You are viewing a plain text version of this content. The canonical link for it is here.
Posted to issues@hawq.apache.org by mgoddard-pivotal <gi...@git.apache.org> on 2018/04/27 02:04:38 UTC

[GitHub] incubator-hawq pull request #1357: Changes to enable reuse of PXF Parquet cl...

GitHub user mgoddard-pivotal opened a pull request:

    https://github.com/apache/incubator-hawq/pull/1357

    Changes to enable reuse of PXF Parquet classes, for data in S3

    I am working on adding support for read/write of Parquet formatted data, stored in S3, over PXF.  I wanted to reuse these existing Parquet classes since they are very functional, but I had to add a few methods since their members were private, as was a method I needed to use.
    
    I'd like to submit this PR for just these changes.  The PR for the overall S3 Parquet project is in a different module and I will submit this separately.


You can merge this pull request into a Git repository by running:

    $ git pull https://github.com/mgoddard-pivotal/incubator-hawq s3-parquet

Alternatively you can review and apply these changes as the patch at:

    https://github.com/apache/incubator-hawq/pull/1357.patch

To close this pull request, make a commit to your master/trunk branch
with (at least) the following in the commit message:

    This closes #1357
    
----
commit 95471117c0f866c80890abcb5740595bf0614e25
Author: Michael Goddard <mg...@...>
Date:   2018-04-27T01:53:12Z

    Changes so that these Parquet classes could be reused to support S3 Parquet reads

----


---

[GitHub] incubator-hawq pull request #1357: Changes to enable reuse of PXF Parquet cl...

Posted by mgoddard-pivotal <gi...@git.apache.org>.
Github user mgoddard-pivotal closed the pull request at:

    https://github.com/apache/incubator-hawq/pull/1357


---

[GitHub] incubator-hawq issue #1357: Changes to enable reuse of PXF Parquet classes, ...

Posted by shivzone <gi...@git.apache.org>.
Github user shivzone commented on the issue:

    https://github.com/apache/incubator-hawq/pull/1357
  
    @mgoddard-pivotal please close this PR


---

[GitHub] incubator-hawq pull request #1357: Changes to enable reuse of PXF Parquet cl...

Posted by shivzone <gi...@git.apache.org>.
Github user shivzone commented on a diff in the pull request:

    https://github.com/apache/incubator-hawq/pull/1357#discussion_r185127394
  
    --- Diff: pxf/pxf-hdfs/src/main/java/org/apache/hawq/pxf/plugins/hdfs/ParquetResolver.java ---
    @@ -55,6 +56,16 @@ public ParquetResolver(InputData metaData) {
             super(metaData);
         }
     
    +    // This method facilitates passing in the MessageType instance, which is
    --- End diff --
    
    javadoc wouldn't like comments this style.

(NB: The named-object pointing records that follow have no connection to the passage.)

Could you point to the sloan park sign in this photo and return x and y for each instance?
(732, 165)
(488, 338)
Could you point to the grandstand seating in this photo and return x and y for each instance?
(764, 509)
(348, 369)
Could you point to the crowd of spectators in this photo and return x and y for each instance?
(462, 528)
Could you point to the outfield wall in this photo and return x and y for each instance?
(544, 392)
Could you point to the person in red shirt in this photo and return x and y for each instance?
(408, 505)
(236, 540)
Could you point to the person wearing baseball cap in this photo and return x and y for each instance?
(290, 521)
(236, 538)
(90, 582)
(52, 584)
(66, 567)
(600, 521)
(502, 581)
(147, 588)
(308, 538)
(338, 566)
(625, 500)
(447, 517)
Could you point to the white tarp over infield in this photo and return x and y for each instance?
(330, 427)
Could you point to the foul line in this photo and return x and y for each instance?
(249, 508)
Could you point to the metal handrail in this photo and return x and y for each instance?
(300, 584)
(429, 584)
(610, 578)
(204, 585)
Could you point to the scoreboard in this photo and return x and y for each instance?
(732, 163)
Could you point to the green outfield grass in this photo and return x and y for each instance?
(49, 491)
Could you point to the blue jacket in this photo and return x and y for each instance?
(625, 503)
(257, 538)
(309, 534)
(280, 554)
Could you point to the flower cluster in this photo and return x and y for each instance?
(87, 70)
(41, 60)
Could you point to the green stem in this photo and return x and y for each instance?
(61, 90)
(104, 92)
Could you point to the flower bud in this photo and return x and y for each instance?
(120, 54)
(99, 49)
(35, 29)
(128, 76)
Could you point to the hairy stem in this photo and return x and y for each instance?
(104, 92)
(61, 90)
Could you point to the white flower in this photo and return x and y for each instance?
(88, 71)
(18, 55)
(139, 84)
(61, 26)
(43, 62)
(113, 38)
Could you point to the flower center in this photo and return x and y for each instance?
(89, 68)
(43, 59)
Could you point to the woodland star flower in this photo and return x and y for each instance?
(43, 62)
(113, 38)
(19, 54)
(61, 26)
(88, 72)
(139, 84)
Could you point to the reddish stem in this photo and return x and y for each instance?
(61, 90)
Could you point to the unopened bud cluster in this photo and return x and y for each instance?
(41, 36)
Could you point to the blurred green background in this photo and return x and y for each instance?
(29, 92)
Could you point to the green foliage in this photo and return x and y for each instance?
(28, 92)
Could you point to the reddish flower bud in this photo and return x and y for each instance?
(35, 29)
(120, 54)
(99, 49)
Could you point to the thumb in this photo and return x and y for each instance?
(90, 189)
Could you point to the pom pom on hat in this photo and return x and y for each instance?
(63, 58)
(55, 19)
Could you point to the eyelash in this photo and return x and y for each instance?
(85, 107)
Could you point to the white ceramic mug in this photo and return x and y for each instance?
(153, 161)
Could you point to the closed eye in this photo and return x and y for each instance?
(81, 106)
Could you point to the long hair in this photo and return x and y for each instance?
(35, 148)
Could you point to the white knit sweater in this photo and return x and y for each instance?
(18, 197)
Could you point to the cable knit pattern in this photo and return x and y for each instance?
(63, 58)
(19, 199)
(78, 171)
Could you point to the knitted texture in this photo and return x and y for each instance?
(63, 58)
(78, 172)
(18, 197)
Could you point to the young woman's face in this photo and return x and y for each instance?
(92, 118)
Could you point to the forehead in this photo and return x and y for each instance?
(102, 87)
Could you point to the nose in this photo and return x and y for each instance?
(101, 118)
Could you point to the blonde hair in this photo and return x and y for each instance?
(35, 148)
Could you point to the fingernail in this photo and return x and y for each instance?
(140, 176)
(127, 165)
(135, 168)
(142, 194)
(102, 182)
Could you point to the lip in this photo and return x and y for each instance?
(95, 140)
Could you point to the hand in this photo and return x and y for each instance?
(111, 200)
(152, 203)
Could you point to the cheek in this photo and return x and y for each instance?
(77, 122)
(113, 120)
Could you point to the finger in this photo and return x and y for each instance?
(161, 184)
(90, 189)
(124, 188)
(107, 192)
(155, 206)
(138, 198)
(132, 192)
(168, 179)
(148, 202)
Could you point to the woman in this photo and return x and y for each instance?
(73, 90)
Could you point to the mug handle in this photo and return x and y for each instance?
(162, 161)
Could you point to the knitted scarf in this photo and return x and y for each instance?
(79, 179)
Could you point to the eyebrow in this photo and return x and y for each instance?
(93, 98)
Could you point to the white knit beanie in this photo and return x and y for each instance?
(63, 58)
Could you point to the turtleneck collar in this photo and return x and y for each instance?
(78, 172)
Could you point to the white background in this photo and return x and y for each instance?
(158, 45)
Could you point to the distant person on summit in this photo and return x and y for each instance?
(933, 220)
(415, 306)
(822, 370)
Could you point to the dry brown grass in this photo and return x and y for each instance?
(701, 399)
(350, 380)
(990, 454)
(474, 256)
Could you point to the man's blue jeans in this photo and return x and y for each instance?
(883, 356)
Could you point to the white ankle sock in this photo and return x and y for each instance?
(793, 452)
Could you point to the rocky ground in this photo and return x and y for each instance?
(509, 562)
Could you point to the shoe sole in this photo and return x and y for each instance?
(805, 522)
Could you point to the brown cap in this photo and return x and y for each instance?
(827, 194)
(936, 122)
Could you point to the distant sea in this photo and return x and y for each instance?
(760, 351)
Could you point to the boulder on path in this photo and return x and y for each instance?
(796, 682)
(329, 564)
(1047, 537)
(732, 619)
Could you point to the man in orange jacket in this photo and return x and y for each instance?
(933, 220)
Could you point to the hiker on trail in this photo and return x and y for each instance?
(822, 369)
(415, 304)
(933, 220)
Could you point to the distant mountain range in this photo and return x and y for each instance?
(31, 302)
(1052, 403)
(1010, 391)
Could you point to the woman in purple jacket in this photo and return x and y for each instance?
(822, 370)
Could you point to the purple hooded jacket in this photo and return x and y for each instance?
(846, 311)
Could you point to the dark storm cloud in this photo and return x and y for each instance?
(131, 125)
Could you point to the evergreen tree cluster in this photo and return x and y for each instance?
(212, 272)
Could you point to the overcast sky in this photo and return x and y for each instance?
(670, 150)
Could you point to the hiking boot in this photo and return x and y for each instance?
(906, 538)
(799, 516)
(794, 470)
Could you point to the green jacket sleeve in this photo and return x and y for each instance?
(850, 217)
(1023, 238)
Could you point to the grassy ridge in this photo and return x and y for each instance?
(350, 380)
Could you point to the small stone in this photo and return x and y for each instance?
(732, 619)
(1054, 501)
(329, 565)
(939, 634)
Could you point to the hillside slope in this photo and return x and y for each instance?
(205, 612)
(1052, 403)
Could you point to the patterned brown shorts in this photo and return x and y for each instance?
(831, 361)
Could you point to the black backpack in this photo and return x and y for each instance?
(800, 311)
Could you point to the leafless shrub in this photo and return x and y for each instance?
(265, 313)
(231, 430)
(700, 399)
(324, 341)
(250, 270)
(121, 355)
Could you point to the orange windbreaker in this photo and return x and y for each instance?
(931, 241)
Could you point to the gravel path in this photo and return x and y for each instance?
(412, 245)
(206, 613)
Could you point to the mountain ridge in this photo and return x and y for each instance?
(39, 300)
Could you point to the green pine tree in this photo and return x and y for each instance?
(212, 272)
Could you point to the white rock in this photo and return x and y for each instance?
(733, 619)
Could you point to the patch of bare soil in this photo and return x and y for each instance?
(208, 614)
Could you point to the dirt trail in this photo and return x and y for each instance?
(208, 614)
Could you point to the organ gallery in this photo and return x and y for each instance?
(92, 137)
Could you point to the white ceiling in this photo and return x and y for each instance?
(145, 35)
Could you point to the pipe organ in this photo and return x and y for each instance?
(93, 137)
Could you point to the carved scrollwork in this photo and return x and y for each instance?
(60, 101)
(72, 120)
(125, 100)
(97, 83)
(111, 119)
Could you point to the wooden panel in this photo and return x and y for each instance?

Please refer to above function on standard convention used


---

[GitHub] incubator-hawq pull request #1357: Changes to enable reuse of PXF Parquet cl...

Posted by mgoddard-pivotal <gi...@git.apache.org>.
Github user mgoddard-pivotal commented on a diff in the pull request:

    https://github.com/apache/incubator-hawq/pull/1357#discussion_r185272600
  
    --- Diff: pxf/pxf-hdfs/src/main/java/org/apache/hawq/pxf/plugins/hdfs/ParquetResolver.java ---
    @@ -55,6 +56,16 @@ public ParquetResolver(InputData metaData) {
             super(metaData);
         }
     
    +    // This method facilitates passing in the MessageType instance, which is
    --- End diff --
    
    @shivzone, I've switched to a Javadoc style comment.  Does this work?


---

[GitHub] incubator-hawq issue #1357: Changes to enable reuse of PXF Parquet classes, ...

Posted by shivzone <gi...@git.apache.org>.
Github user shivzone commented on the issue:

    https://github.com/apache/incubator-hawq/pull/1357
  
    Merged to Master


---

[GitHub] incubator-hawq pull request #1357: Changes to enable reuse of PXF Parquet cl...

Posted by shivzone <gi...@git.apache.org>.
Github user shivzone commented on a diff in the pull request:

    https://github.com/apache/incubator-hawq/pull/1357#discussion_r185127176
  
    --- Diff: pxf/pxf-hdfs/src/main/java/org/apache/hawq/pxf/plugins/hdfs/ParquetFileAccessor.java ---
    @@ -130,21 +130,40 @@ private Group readNextGroup() {
          */
         public ParquetFileAccessor(InputData input) {
             super(input);
    -        ParquetUserData parquetUserData = HdfsUtilities.parseParquetUserData(input);
    -        schema = parquetUserData.getSchema();
    +    }
    +
    +    public MessageType getSchema() {
    +      return schema;
    +    }
    +
    +    public void setSchema(MessageType schema) {
    +      this.schema = schema;
    +      columnIO = new ColumnIOFactory().getColumnIO(schema);
    +    }
    +
    +    // Enable sub-classes of ParquetFileAccessor to set up recordIterator
    +    public void setRecordIterator() {
    +        recordIterator = new RecordIterator(reader);
    +    }
    +
    +    public void setReader (ParquetFileReader reader) {
    +      this.reader = reader;
    +    }
    +
    +    public boolean iteratorHasNext() {
    +      return recordIterator.hasNext();
         }
     
         @Override
         public boolean openForRead() throws Exception {
             Configuration conf = new Configuration();
             Path file = new Path(inputData.getDataSource());
             FileSplit fileSplit = HdfsUtilities.parseFileSplit(inputData);
    +        setSchema(HdfsUtilities.parseParquetUserData(inputData).getSchema());
    --- End diff --
    
    At some point we should look into moving some of the avro/parquet util functions into a generic package (maybe pxf-api) to decouple parquet specific functionality from hdfs package. For now, this is fine.


---